New York —-The United States economy on Monday hit a milestone, reaching its longest expansion on record. Just a decade ago, the nation was mired in a severe recession that had erased trillions of dollars in wealth and left millions of people out of work.

While the recovery has delivered uneven gains, Hispanic women have emerged as the biggest job market winners in an economy that has now grown for 121 straight months, assuming data released in coming months confirms continued growth.

Employment rates for Hispanic women between 25 and 54, prime working years, have jumped by 2.2 percentage points since mid-2007, the eve of the Great Recession. That’s the most of any prime-age working group. Black women came in second, adding 1.6 percentage points.

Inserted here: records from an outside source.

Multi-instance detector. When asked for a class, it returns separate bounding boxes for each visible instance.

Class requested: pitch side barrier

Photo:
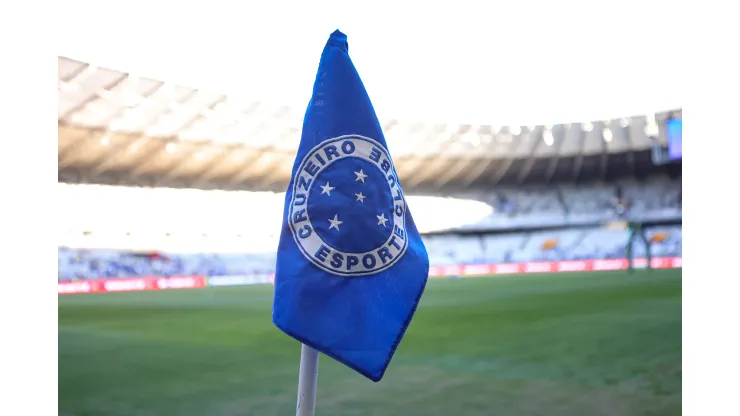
[57,257,681,295]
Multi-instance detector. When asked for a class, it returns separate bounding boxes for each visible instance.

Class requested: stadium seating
[58,181,681,280]
[460,180,681,229]
[59,227,681,280]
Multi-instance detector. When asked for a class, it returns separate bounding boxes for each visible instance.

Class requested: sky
[55,0,683,126]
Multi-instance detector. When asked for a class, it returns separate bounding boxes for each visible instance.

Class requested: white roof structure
[58,57,680,190]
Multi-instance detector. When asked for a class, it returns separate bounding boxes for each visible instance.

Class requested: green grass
[59,270,681,416]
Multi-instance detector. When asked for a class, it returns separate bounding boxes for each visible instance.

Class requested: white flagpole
[295,344,319,416]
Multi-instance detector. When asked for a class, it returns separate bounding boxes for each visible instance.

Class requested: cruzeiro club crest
[288,135,408,276]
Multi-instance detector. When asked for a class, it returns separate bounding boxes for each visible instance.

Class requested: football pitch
[59,269,681,416]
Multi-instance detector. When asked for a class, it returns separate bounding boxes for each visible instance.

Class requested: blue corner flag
[273,31,429,381]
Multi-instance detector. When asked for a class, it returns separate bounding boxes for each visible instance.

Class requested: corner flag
[273,31,429,381]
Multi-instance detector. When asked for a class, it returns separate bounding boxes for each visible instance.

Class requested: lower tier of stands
[58,226,682,281]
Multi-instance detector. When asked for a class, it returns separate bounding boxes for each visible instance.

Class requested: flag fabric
[273,31,429,381]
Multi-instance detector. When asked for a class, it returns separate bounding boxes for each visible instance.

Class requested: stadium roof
[58,2,680,190]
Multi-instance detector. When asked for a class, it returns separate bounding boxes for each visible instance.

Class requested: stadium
[57,26,682,415]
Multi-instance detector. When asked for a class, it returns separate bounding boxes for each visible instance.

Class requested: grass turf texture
[59,270,681,416]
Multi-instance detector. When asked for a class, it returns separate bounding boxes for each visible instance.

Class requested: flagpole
[295,344,319,416]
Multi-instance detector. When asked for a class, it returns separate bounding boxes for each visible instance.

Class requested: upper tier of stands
[450,179,681,229]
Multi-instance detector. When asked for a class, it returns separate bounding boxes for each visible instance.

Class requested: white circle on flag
[287,135,408,276]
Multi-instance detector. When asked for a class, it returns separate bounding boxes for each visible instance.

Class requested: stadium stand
[58,57,682,281]
[59,182,681,280]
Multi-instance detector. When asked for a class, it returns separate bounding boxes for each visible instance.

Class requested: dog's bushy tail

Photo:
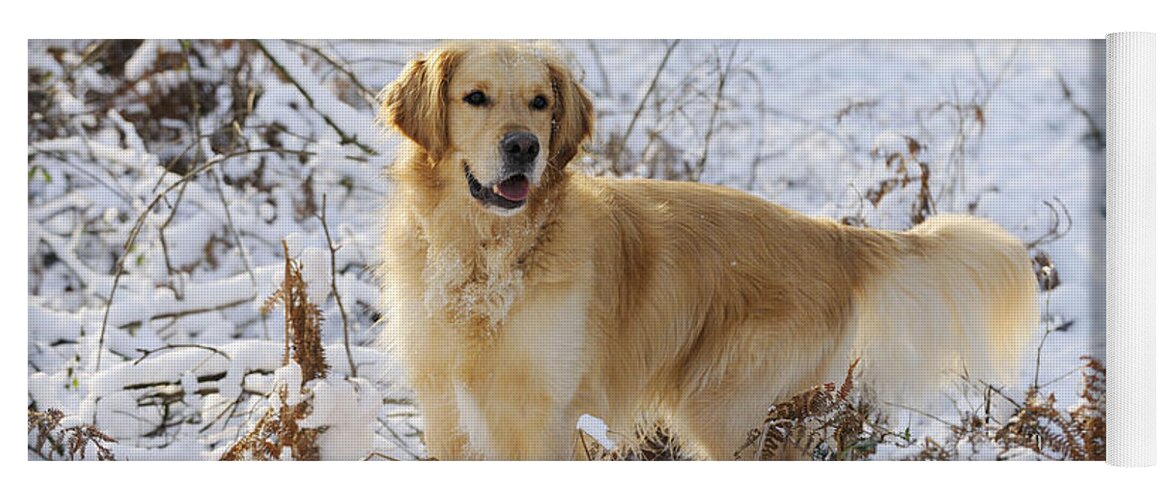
[852,215,1038,411]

While employment rates have risen for minority women, they are far from the expansion’s biggest winners by other measures. The richest 1 percent of earners — who are heavily white and male — have notched outsize earnings throughout the expansion and recovery. The top 1 percent also received nearly 17 percent of the total first-year benefit from the Trump administration’s $1.5 trillion tax cut, according to the Tax Policy Center.

“We have an issue with wage inequality, income inequality and wealth inequality where most of the growth is going to the top,” said Valerie Wilson, director of the Economic Policy Institute’s program on race, ethnicity and the economy. “Those people are less likely to be women, and much less likely to be women of color.”

But the economic and social trends that have long kept minority women from making job and wage gains appear to be shifting. Hispanic women have historically worked less than any other demographic, earned fewer degrees than white and black women, and had among the highest fertility rates. That is changing: Hispanic women have posted a major fertility decline over the past decade and they have steadily raised college attainment.

The recent job gains show that prolonged economic growth, combined with those social changes, has the power to lift long-marginalized minorities. The pattern also offers hopeful news for employers: As these women pour into jobs, they are providing a new source of labor in an economy where workers are increasingly scarce.

The expansion record won’t be official until growth data is reported over the coming months, but America has clearly experienced a long period of job market healing. Unemployment is near its lowest level in 50 years and prime-age employment rates have bounced back after falling off sharply during the 2007-2009 recession and its aftermath.

That progress has allowed the black work force to begin recovering from a painful recession. For Hispanic women, the recent gains are part of a more long-running trend toward higher employment, but one that has recently accelerated.

Starting around 2012 and picking up around 2014, Hispanic women between 25 and 34 began pouring into jobs, contributing substantially to the group’s overall progress. They now work at their highest rates on record. Hispanic women concentrate strongly in service jobs including health care, which have grown throughout the expansion.

“It does seem like there’s something structural happening,” said Ernie Tedeschi, policy economist at Evercore ISI.

Education is a big part of the story. While the share of whites and blacks age 18 to 24 who were enrolled in college actually dropped slightly between 2010 and 2016, the share of Hispanic women going for a degree jumped to 41 percent from 36 percent.

That’s an improvement from a low level — 48.9 percent of white women were enrolled, by way of comparison — but it has major job market implications. Employment rates climb steadily with educational attainment.

Mariah Celestine, 25, is a student at Columbia Business School and the first person in her family to pursue a master’s degree. She has a firsthand view of the cultural shift. Going back to school and leaving her salary at Bank of America was a difficult choice, because she was financially helping an aunt in New York and her extended family in Puerto Rico.